O tempo é importante para os alimentos. Transforma-os, dá-lhes carácter, aprofunda sabores, faz despertar outros novos. Muitos alimentos são fermentados, e uma fermentação pede tempo, outros são curados, outros deixados a maturar. A carne maturada, hoje tão na moda, desenvolve características que a carne “fresca” não tem. Os queijos com longas curas têm sabores mais complexos e interessantes — assim como os vinhos. Há vida dentro destes alimentos, bactérias que os transformam, trabalhando para nós, em caves sombrias ou em câmaras frigoríficas.
O padeiro, a massa velha e a fermentação longa
Mário Rolando chega à redacção do PÚBLICO com um saco cheio de pães feitos por ele e um exemplar do livro 6000 anos de pão, de Heinrich Eduard Jacob. Vem satisfeito com o trabalho que fez: estes pães estiveram a fermentar 25 horas, tantas quantos os anos que o PÚBLICO está a festejar neste seu aniversário.
“Foram 25 horas de fermentação no frigorífico, a 8 graus, uma temperatura a que levedura trabalha muito devagar, mas trabalha. E por isso temos um pão rico em produtos de fermentação”, diz, enquanto tira os pães da mala e vai explicando as diferenças entre eles. Têm farinhas diferentes e leveduras também diferentes — um deles até tem miso, uma experiência que Mário nunca tinha feito antes — mas em comum, para além do tempo de fermentação, têm uma coisa muito importante: a utilização da massa velha.
“Em todos eles usei 50% de massa velha em relação ao peso da farinha. O nosso pão português com mais massa velha é o alentejano, que tem 20%”, afirma. Neste caso, Mário ainda decidiu usar duas massas velhas diferentes, mas fê-lo mais por dificuldade em decidir do que por outra razão. “Podia ter usado só uma, mas não consigo. Olho para uma, cheiro, acho fantástica, e depois fico indeciso. Tenho uma com dois anos, outra com um ano e meio, vou misturando e elas vão ganhando uma vida diferente e vão tendo cheiros e sabores diferentes.”
Mário é formador na Associação dos Cozinheiros Profissionais de Portugal, onde ensina panificação e pastelaria, e recentemente tem feito o pão para jantares de chefs– o último foi o de Leo Carreira, um dos jantares da iniciativa Sangue na Guelra, organizado pela Amuse Bouche na Cozinha Popular da Mouraria, em Lisboa.
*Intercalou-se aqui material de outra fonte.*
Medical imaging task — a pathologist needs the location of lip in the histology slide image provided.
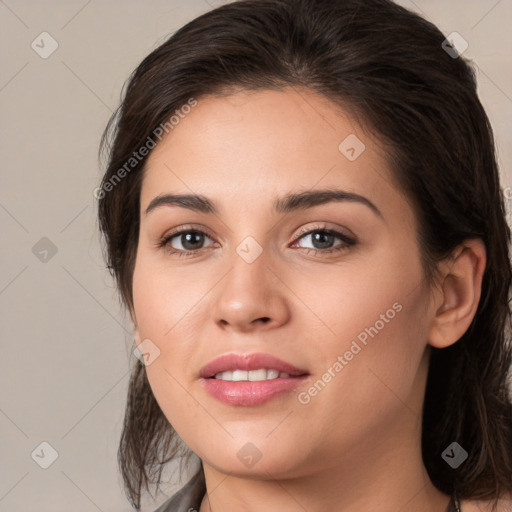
[199,353,309,406]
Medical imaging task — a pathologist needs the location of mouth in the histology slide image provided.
[199,354,309,406]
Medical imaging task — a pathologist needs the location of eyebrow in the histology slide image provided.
[145,189,383,218]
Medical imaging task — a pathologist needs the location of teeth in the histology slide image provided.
[215,368,290,382]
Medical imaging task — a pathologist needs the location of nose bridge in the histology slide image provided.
[210,236,287,329]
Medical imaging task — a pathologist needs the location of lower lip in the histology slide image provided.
[202,375,307,406]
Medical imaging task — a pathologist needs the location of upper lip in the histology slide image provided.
[199,353,308,379]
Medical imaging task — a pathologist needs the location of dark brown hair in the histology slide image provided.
[98,0,512,509]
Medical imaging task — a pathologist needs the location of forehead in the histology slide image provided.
[141,89,404,216]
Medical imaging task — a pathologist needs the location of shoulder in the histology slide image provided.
[460,493,512,512]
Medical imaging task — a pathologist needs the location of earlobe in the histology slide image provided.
[429,239,486,348]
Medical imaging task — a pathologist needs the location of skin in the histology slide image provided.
[132,89,485,512]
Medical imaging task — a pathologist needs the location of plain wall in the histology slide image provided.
[0,0,512,512]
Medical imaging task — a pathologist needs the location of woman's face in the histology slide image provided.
[133,89,432,477]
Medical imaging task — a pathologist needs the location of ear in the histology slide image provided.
[129,307,141,345]
[429,238,486,348]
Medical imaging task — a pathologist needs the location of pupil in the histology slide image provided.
[313,232,334,249]
[182,231,203,250]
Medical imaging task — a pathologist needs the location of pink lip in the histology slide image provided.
[199,354,308,406]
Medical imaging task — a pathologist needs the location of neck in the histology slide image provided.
[200,426,450,512]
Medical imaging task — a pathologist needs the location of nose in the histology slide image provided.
[213,243,290,332]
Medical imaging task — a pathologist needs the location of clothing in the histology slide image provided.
[154,468,462,512]
[154,468,206,512]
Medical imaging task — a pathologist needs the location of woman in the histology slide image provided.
[98,0,512,512]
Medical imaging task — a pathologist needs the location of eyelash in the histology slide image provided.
[158,225,356,258]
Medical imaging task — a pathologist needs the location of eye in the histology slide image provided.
[159,226,217,256]
[294,226,356,253]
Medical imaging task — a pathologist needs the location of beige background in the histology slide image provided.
[0,0,512,512]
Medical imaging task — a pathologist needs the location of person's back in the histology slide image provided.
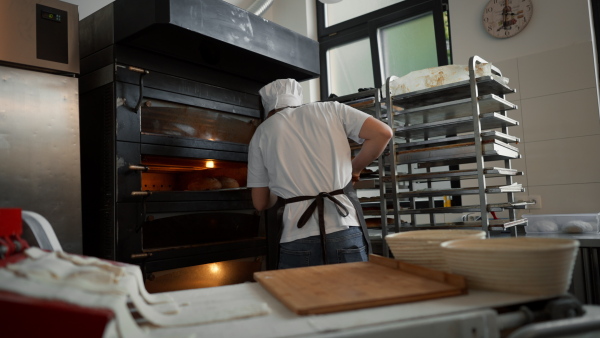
[246,102,364,241]
[247,79,392,268]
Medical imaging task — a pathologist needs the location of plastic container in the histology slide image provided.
[441,237,579,296]
[385,229,486,271]
[523,214,600,234]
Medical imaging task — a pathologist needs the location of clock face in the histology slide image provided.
[483,0,533,39]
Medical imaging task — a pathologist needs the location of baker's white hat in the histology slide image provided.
[258,79,302,113]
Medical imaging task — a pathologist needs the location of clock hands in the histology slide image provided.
[496,0,523,32]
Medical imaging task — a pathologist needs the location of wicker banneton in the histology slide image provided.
[385,229,485,271]
[441,237,579,296]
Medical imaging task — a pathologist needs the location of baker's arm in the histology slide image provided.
[352,117,394,177]
[252,187,277,211]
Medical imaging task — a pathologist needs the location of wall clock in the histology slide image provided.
[483,0,533,39]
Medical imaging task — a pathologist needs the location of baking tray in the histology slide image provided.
[254,255,467,315]
[394,130,521,151]
[396,167,523,183]
[394,94,517,126]
[386,183,524,198]
[400,219,527,231]
[392,75,516,109]
[395,113,519,141]
[397,140,519,164]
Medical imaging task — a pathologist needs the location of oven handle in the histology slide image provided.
[117,65,150,113]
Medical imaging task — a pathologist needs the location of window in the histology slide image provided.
[327,38,374,96]
[315,0,451,98]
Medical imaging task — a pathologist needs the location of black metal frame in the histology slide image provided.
[79,0,319,273]
[315,0,448,99]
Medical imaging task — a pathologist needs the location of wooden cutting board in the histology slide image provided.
[254,255,467,315]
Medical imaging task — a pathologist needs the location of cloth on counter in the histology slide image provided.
[0,248,270,337]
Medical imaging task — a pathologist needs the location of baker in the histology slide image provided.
[248,79,393,269]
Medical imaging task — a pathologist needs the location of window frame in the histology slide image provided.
[315,0,448,99]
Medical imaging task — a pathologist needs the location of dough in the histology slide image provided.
[562,221,594,234]
[187,177,222,191]
[218,176,240,189]
[527,220,558,232]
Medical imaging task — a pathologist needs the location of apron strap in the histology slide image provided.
[266,182,372,270]
[282,189,350,264]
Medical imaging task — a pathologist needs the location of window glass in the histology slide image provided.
[327,38,375,96]
[325,0,404,27]
[379,13,438,81]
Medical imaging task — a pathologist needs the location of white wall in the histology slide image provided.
[450,0,600,214]
[449,0,592,64]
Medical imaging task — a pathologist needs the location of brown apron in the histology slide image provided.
[267,182,372,270]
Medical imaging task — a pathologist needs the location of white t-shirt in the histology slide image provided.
[248,102,370,243]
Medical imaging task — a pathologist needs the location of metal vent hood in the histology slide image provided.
[81,0,319,83]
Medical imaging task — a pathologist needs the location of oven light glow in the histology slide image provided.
[210,263,221,274]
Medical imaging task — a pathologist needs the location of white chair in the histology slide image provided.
[21,210,63,251]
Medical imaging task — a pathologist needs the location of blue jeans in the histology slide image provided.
[279,227,368,269]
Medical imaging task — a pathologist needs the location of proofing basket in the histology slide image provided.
[441,237,579,296]
[385,229,486,271]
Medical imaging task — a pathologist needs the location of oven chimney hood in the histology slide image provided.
[80,0,319,84]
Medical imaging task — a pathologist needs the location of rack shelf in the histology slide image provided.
[382,56,527,236]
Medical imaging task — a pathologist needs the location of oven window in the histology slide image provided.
[141,100,260,144]
[141,155,248,191]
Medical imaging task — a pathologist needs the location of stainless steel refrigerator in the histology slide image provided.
[0,0,82,253]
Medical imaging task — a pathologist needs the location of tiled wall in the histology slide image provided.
[463,42,600,216]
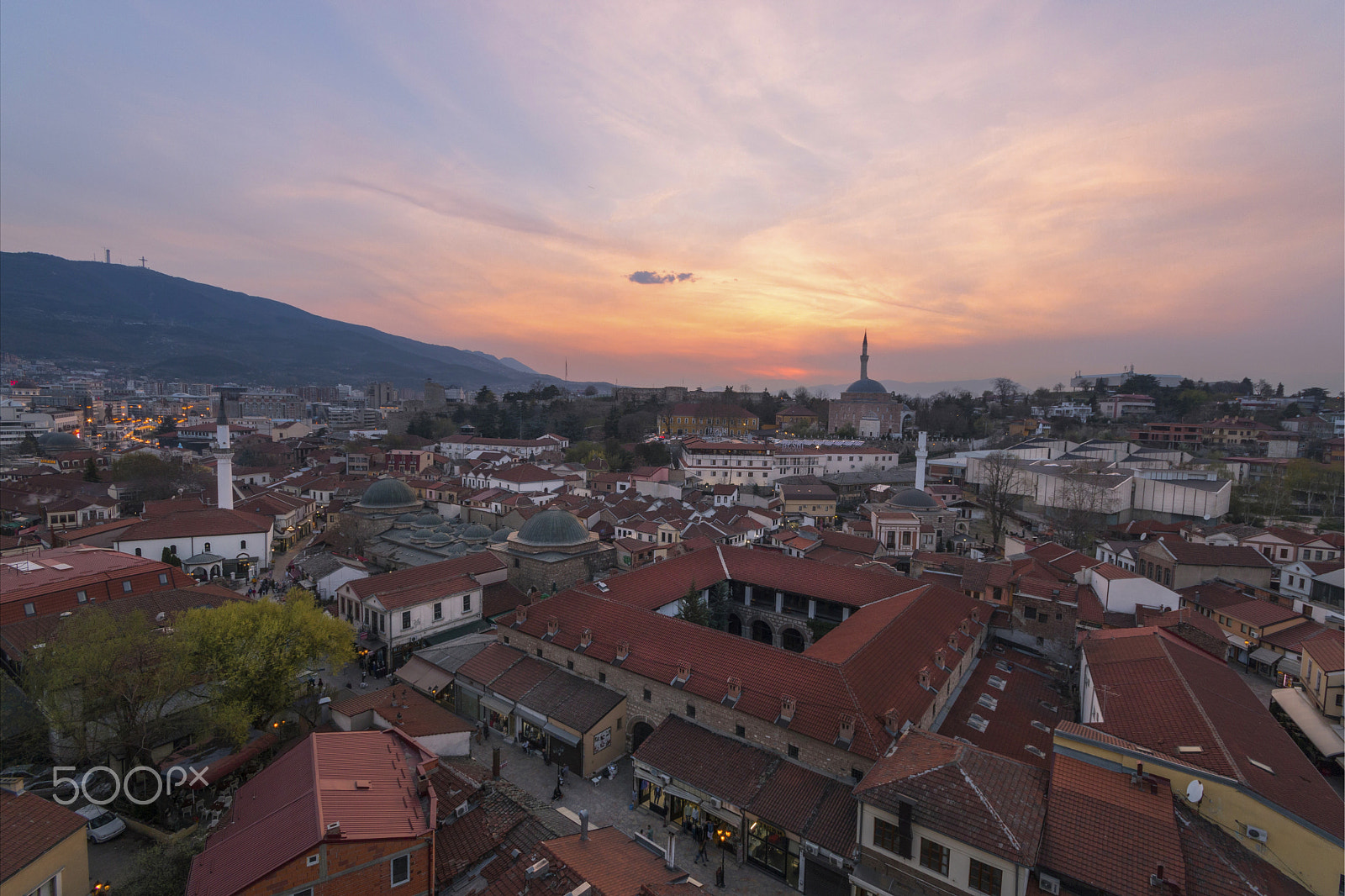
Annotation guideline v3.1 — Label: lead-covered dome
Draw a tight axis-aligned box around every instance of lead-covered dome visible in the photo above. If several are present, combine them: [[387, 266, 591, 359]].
[[514, 507, 589, 547], [359, 479, 419, 510]]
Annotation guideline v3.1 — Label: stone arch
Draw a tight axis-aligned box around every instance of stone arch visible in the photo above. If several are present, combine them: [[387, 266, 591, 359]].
[[630, 719, 654, 753], [752, 619, 775, 645]]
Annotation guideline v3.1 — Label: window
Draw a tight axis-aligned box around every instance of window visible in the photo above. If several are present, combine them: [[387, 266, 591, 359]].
[[393, 856, 409, 893], [873, 818, 897, 853], [967, 858, 1004, 896], [920, 837, 948, 878]]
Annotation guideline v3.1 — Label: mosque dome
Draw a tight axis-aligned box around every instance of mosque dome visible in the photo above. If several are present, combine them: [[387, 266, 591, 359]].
[[359, 479, 419, 510], [38, 432, 87, 451], [846, 377, 888, 396], [888, 487, 939, 510], [515, 507, 589, 547]]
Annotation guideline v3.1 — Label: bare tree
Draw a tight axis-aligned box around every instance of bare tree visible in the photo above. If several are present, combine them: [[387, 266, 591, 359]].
[[1049, 466, 1110, 553], [979, 451, 1031, 546]]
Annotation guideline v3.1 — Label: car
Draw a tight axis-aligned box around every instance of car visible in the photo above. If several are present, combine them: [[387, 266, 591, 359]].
[[76, 806, 126, 844]]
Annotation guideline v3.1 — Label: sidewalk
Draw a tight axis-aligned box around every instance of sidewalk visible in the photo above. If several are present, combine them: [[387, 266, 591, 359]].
[[467, 731, 798, 896]]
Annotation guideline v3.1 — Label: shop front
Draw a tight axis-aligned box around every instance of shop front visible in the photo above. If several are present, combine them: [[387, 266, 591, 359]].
[[482, 694, 514, 737], [746, 818, 799, 888], [542, 723, 583, 775]]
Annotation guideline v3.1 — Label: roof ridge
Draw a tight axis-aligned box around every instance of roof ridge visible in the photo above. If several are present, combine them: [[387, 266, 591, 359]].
[[1157, 636, 1249, 786]]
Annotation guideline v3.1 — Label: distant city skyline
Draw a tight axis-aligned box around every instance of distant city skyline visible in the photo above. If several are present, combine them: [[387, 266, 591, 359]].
[[0, 2, 1345, 392]]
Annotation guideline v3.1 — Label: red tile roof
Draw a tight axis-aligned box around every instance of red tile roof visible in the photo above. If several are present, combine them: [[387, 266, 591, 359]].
[[0, 790, 87, 877], [1040, 753, 1186, 896], [187, 730, 435, 896], [1083, 628, 1345, 840], [854, 728, 1047, 865]]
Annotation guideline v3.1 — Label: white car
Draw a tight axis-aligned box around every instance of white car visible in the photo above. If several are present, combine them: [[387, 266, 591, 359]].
[[76, 806, 126, 844]]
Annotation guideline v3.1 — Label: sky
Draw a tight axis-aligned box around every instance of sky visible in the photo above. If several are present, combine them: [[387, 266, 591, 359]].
[[0, 0, 1345, 390]]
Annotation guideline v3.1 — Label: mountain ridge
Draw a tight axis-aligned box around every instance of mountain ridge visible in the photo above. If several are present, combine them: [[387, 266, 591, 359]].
[[0, 251, 583, 390]]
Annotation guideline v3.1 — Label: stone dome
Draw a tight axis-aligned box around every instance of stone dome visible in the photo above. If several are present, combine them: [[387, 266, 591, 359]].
[[38, 432, 87, 451], [888, 487, 939, 510], [359, 479, 419, 510], [845, 377, 888, 396], [459, 524, 491, 540], [514, 507, 588, 547]]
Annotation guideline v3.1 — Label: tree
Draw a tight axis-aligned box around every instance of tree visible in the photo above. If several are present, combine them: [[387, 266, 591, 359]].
[[994, 377, 1022, 409], [978, 451, 1029, 547], [177, 588, 355, 744], [1049, 466, 1111, 551], [24, 607, 191, 766], [677, 581, 710, 625]]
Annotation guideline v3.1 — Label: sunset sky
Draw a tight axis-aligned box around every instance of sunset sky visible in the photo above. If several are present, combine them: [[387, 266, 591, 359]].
[[0, 0, 1345, 390]]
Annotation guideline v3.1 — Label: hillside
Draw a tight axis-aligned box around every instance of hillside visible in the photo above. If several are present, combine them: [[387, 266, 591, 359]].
[[0, 251, 572, 389]]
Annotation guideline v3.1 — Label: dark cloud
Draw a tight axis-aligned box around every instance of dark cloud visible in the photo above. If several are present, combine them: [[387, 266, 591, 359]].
[[627, 271, 695, 284]]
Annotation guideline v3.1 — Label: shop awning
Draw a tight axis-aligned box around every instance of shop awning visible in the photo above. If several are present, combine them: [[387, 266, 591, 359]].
[[393, 656, 453, 694], [542, 723, 580, 746], [482, 696, 514, 716], [1269, 688, 1345, 762], [514, 704, 546, 728]]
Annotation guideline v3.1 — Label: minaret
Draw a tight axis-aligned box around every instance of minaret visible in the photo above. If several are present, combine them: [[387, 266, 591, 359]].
[[916, 433, 930, 491], [210, 392, 234, 510]]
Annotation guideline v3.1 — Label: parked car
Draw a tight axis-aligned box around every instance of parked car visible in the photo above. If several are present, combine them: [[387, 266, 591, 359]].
[[76, 806, 126, 844]]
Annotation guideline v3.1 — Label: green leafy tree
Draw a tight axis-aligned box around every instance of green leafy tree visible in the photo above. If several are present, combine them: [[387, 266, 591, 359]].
[[23, 607, 193, 764], [677, 581, 710, 625], [177, 588, 355, 744]]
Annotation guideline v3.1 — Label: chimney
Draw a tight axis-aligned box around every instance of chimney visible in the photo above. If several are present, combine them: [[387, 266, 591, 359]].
[[916, 433, 930, 491]]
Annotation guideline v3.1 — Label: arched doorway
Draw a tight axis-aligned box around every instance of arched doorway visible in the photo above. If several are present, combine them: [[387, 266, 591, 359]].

E, à mesa, os pães de Mário distinguem-se precisamente por essa complexidade de aromas e sabores que vêm das massas velhas e das fermentações longas.
“Tradicionalmente usavam-se muito as massas velhas porque era a única forma de fazer crescer o pão”, recorda. Era assim com a bisavó de Mário, que, em Messinas, tinha a sua massa velha e todos os finais de semana fazia pão. “Agora muitas pessoas estão a voltar a cozer o próprio pão”, afirma, garantindo que tem havido um interesse crescente por esta questão das massas velhas.
“No tempo da minha bisavó não havia fermento comercial na serra. Mas depois começou a ser fácil comprar levedura, primeiro a de cerveja, depois a comercial, e foi-se perdendo o hábito. E temos um polvo gigantesco que são os fornecedores de matéria-prima para padaria e pastelaria, multinacionais que têm uma força brutal e que invadiram o mercado.” Mas, continua Mário, são estas mesmas multinacionais que começam também a reconhecer a importância das massas velhas e dos processos artesanais. “Algumas têm já colecções extraordinárias de massas velhas de todo o mundo.”